Actionable comments posted: 4

Caution

Some comments are outside the diff and can’t be posted inline due to platform limitations.

⚠️ Outside diff range comments (2)

src/llm/registry.py (1)

124-160: ⚠️ Potential issue | 🟡 Minor | ⚡ Quick win

LMStudio requires an API key to be usable, even for unauthenticated local servers.

CLIENTS["lmstudio"] is only registered when LMSTUDIO_API_KEY is set (Line 124), and client_for_model_config raises Missing API key for lmstudio (Line 150) when none resolves. Local LMStudio servers typically don't require auth, but the AsyncOpenAI client also rejects an empty key — so operators must supply a placeholder key to use the feature. This is a reasonable design, but worth surfacing in the docs (see the .env.template suggestion) so users don't hit a confusing "missing API key" error for a keyless local endpoint.

🤖 Prompt for AI Agents

Verify each finding against current code.
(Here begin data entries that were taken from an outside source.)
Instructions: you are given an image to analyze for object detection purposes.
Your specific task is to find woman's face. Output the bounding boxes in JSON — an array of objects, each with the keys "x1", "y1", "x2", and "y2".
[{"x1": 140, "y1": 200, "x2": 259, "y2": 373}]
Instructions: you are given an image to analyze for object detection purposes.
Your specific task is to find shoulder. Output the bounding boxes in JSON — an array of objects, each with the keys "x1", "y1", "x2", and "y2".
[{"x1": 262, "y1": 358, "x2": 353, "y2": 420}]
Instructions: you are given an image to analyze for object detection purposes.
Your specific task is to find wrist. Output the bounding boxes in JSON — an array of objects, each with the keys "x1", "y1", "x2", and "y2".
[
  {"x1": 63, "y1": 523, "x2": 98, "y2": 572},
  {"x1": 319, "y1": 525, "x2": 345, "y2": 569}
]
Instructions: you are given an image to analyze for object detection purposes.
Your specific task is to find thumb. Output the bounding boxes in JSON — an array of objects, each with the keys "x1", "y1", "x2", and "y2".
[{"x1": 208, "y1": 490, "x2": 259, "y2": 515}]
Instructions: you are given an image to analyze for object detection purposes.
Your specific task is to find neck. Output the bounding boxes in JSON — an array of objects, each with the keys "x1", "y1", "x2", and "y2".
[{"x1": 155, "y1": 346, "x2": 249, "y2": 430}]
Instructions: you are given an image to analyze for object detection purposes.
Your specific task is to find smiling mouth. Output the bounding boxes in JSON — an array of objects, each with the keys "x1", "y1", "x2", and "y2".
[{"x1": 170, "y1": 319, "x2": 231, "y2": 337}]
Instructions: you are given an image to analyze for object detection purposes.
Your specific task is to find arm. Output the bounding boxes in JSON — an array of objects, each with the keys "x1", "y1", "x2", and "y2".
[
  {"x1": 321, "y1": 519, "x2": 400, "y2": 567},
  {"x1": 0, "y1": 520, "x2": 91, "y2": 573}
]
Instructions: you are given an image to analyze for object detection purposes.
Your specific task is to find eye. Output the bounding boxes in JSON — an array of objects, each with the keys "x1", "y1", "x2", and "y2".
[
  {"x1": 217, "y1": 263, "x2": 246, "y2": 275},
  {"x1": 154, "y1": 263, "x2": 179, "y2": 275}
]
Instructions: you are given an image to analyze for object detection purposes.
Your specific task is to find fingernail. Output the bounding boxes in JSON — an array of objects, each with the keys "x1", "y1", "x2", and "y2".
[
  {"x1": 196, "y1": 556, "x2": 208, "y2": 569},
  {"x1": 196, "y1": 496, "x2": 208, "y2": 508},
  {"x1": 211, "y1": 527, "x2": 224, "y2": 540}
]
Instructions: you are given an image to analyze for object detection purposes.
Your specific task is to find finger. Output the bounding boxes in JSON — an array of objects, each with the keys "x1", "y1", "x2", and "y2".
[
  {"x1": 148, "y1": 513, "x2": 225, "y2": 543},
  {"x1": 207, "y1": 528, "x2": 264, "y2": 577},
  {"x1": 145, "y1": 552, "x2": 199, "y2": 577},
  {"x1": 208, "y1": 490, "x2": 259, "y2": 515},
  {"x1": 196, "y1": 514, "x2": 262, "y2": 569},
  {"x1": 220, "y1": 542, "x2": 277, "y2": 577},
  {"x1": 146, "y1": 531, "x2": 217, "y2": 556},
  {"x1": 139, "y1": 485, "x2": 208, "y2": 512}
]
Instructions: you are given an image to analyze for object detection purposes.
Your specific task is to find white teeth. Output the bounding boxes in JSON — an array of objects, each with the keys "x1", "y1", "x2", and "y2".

Fix only still-valid issues, skip the
rest with a brief reason, keep changes minimal, and validate.

In `@src/llm/registry.py` around lines 124 - 160, CLIENTS["lmstudio"] and
client_for_model_config currently require settings.LLM.LMSTUDIO_API_KEY because
AsyncOpenAI rejects empty keys; to avoid confusing "Missing API key for
lmstudio" errors, add guidance and a placeholder to the environment template and
docs: update the .env.template to include LMSTUDIO_API_KEY with a clear comment
like "placeholder for local unauthenticated LMStudio (e.g. 'local' or 'unused')"
and add a short note in README/docs near LMStudio setup explaining that local
LMStudio instances may be unauthenticated and a dummy key must be supplied
(refer to settings.LLM.LMSTUDIO_API_KEY, CLIENTS['lmstudio'], AsyncOpenAI, and
client_for_model_config when describing the requirement).

src/llm/tool_loop.py (1)

609-633: ⚠️ Potential issue | 🟠 Major | ⚡ Quick win

Reset force_fallback before the synthesis call.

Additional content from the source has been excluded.